With the earlier accusations of xenophobia in mind, the ministry was quick to highlight that the rules were, in fact, not meant to be a “Hire Singaporean First” policy, but more about fairness across the board. Indeed, fairness in hiring seems to be a problem among many firms in Singapore, with about half of all complaints recorded by the Tripartite Alliance of Fair Employment Practices (TAFEP) being related to nationality-based discrimination.

These new rules set out clear expectations for companies to follow.
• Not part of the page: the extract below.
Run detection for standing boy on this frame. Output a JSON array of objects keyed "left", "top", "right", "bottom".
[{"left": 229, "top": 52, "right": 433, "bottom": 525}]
For example, “firms making new Employment Pass applications must advertise the job vacancy in a new jobs bank, administered by the Singapore Workforce and Development Agency (WDA), for at least 14 days, and this advertisement must be open to Singaporeans.” Firms that repeatedly do not comply will be summarily dealt with:

The ministry and other government agencies will also identify firms which have a disproportionately low level of Singaporean PMEs or have had repeated complaints of nationality-based discrimination.

These firms will be asked to provide the ministry with information, such as organisation charts with nationality information, recruitment processes and staff grievance handling procedures.

If firms are not responsive towards improving their recruitment and training processes, the ministry may impose additional requirements.

They include attesting that the firm will not displace any similarly employed Singaporean within 60 days before or after applying for an Employment Pass.

Recalcitrant firms may have their work pass privileges curtailed.

Selected firms under additional scrutiny will be notified by the first quarter of next year.

Such measures would indeed help in keeping Singapore open and competitive. Echoing the statement released by the ministry, Mr Tan Chuan-Jin was quick to add that the new rules were not about moderation of foreign workers in Singapore, but to promote fair hiring practices at the workplace – and the new jobs bank is the first step towards this goal.